Note
This is a Hugging Face dataset. For large datasets, ensure huggingface_hub>=1.1.3 to avoid rate limits. Learn more in the Hugging Face integration docs.
CholecT50 Dataset (FiftyOne Format)#
This is a FiftyOne dataset version of the CholecT50 dataset.
CholecT50 is a dataset of laparoscopic cholecystectomy surgeries, annotated with surgical action triplets. It is the first public dataset to provide action triplet annotations for surgical videos, enabling research in fine-grained surgical activity recognition.

Dataset Description#
Repository: CAMMA-public/cholect50
Paper: Rendition of CholecT50: A dataset for surgical action triplet recognition
Point of Contact: Chinedu Innocent Nwoye
Dataset Summary#
CholecT50 consists of 50 videos of laparoscopic cholecystectomy surgeries. Each frame is annotated with action triplets of the form <Instrument, Verb, Target>.

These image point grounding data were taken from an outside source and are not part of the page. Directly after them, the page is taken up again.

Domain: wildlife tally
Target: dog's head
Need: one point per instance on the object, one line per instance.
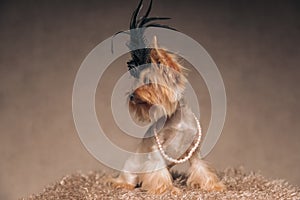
(158, 87)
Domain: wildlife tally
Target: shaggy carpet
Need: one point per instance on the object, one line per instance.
(240, 185)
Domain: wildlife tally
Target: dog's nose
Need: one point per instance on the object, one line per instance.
(131, 97)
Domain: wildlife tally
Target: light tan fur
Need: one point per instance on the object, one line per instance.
(160, 88)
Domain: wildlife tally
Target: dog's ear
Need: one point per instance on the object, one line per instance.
(167, 63)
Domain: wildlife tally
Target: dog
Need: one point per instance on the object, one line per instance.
(175, 133)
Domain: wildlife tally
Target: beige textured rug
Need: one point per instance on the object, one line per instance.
(240, 185)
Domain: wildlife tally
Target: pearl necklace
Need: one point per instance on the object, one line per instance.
(182, 160)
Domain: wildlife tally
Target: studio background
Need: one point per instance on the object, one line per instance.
(255, 45)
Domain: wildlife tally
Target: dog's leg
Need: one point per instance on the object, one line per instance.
(202, 175)
(127, 179)
(157, 180)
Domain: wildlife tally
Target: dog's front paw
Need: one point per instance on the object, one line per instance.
(208, 185)
(119, 184)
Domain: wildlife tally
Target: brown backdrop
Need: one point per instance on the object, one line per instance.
(42, 44)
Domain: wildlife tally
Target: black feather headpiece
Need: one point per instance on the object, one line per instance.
(141, 56)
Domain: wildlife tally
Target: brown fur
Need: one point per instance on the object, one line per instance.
(160, 88)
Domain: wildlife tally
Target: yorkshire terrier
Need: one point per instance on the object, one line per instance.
(175, 133)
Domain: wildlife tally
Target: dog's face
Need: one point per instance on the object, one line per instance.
(159, 87)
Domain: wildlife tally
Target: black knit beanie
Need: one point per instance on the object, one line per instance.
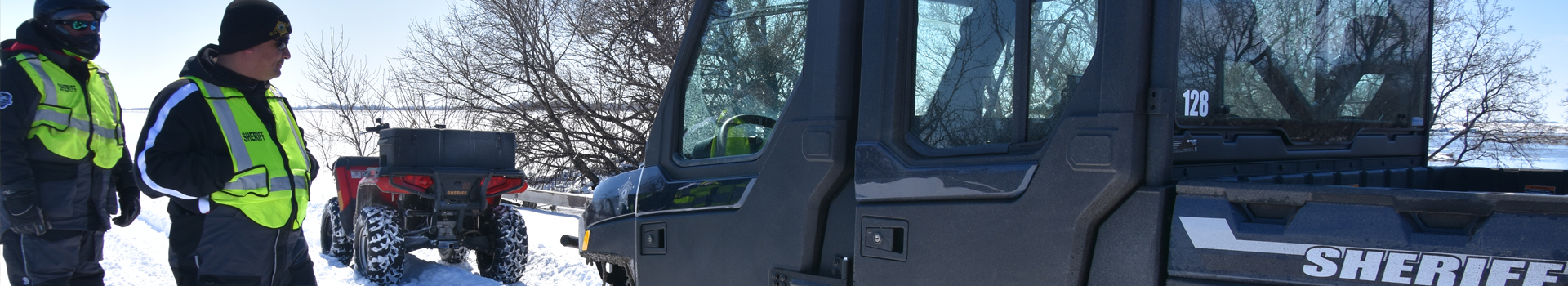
(252, 22)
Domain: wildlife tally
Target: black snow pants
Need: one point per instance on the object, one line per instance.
(60, 257)
(225, 247)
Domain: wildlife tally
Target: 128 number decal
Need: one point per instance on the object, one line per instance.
(1196, 102)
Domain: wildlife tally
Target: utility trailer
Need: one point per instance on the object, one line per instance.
(1063, 142)
(429, 189)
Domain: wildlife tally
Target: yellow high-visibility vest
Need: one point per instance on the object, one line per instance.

Instruments: 7 categories (e.g., grasper, bipolar, hook)
Verbs: 10 categories (e.g., grasp, retract, cauterize)
Targets: 15 categories (e.g., gallbladder, cystic duct, liver)

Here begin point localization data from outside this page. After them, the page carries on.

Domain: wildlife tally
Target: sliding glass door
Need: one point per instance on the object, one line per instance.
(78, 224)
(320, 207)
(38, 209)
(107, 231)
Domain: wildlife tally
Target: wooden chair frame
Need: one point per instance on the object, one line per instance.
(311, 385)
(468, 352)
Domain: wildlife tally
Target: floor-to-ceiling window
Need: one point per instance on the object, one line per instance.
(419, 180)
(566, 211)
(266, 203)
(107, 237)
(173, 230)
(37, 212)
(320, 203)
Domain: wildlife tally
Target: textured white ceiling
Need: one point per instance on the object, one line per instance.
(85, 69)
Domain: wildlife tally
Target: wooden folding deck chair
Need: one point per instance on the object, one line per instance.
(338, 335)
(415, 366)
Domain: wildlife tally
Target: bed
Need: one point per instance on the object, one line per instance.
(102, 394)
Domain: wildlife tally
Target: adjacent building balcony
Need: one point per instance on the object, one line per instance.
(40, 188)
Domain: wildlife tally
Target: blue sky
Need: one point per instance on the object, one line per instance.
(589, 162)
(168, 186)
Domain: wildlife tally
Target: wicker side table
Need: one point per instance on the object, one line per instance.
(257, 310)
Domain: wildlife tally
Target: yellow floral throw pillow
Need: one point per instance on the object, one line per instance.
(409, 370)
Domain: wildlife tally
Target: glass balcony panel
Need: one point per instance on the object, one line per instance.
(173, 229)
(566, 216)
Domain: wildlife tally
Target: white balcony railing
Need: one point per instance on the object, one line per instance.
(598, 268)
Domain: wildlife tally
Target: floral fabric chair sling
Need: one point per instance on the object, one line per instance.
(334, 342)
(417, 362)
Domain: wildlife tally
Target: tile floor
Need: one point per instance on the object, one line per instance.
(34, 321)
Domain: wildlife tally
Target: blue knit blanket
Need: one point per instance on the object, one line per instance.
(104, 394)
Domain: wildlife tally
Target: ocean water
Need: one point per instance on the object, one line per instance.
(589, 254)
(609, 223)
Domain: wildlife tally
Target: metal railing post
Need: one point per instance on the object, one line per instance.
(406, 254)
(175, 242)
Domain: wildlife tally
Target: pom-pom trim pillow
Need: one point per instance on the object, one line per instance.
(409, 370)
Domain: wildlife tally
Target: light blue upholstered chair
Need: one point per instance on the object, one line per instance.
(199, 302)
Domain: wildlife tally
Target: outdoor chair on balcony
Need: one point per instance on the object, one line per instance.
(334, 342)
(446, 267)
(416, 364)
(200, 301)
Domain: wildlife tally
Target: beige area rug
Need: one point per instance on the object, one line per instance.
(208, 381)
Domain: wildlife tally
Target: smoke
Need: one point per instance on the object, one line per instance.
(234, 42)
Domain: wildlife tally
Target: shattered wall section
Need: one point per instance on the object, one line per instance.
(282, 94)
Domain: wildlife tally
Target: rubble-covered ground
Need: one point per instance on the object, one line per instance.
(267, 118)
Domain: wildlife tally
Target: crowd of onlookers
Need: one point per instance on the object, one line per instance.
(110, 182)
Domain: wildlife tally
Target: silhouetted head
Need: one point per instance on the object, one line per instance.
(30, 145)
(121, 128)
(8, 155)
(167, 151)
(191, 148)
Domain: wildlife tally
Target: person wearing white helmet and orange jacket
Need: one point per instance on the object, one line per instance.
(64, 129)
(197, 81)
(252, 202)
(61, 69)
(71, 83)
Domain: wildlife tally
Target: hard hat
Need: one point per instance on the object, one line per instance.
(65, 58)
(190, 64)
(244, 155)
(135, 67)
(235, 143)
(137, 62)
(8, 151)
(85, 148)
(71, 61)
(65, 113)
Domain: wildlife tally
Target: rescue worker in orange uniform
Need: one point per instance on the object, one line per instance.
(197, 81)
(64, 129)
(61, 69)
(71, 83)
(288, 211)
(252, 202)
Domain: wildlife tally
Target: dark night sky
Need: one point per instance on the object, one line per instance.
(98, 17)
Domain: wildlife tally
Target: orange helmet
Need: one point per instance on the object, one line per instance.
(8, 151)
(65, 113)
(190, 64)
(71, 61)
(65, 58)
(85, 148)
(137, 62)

The dataset contains approximately 100,000 annotated frames, providing a rich source for training and evaluating models for surgical video understanding.
Installation#
If you haven’t already, install FiftyOne:
pip install -U fiftyone
Usage#
You can load the dataset from the Hugging Face Hub using FiftyOne:
import fiftyone as fo
import fiftyone.utils.huggingface as fouh
# Load the dataset
# Note: other available arguments include 'max_samples', etc
dataset = fouh.load_from_hub("Voxel51/cholect50")
# Launch the App
session = fo.launch_app(dataset)
Dataset Structure#
The dataset is organized as a FiftyOne dataset. Each sample represents a video frame and includes the following fields:
filepath: The path to the frame image.video_id: The ID of the video the frame belongs to.frame_number: The frame number within the video.instruments: Classifications for the instruments present in the frame.verbs: Classifications for the verbs (actions) being performed.targets: Classifications for the targets of the actions.triplets: The full action triplet annotations.clip_embeddings: 512-dimensional embeddings generated using a CLIP model (ViT-B/32).
Citation#
If you use the CholecT50 dataset in your research, please cite the following paper:
@article{nwoye2022rendition,
title={Rendition of CholecT50: A dataset for surgical action triplet recognition},
author={Nwoye, Chinedu Innocent and Yu, Tong and Zahid, Anwar and Al Hajj, Hassan and Mutschler, Cristopher and Padoy, Nicolas},
journal={arXiv preprint arXiv:2202.05324},
year={2022}
}
License#
The CholecT50 dataset is released under the Creative Commons Attribution-NonCommercial-ShareAlike 4.0 International (CC BY-NC-SA 4.0) license.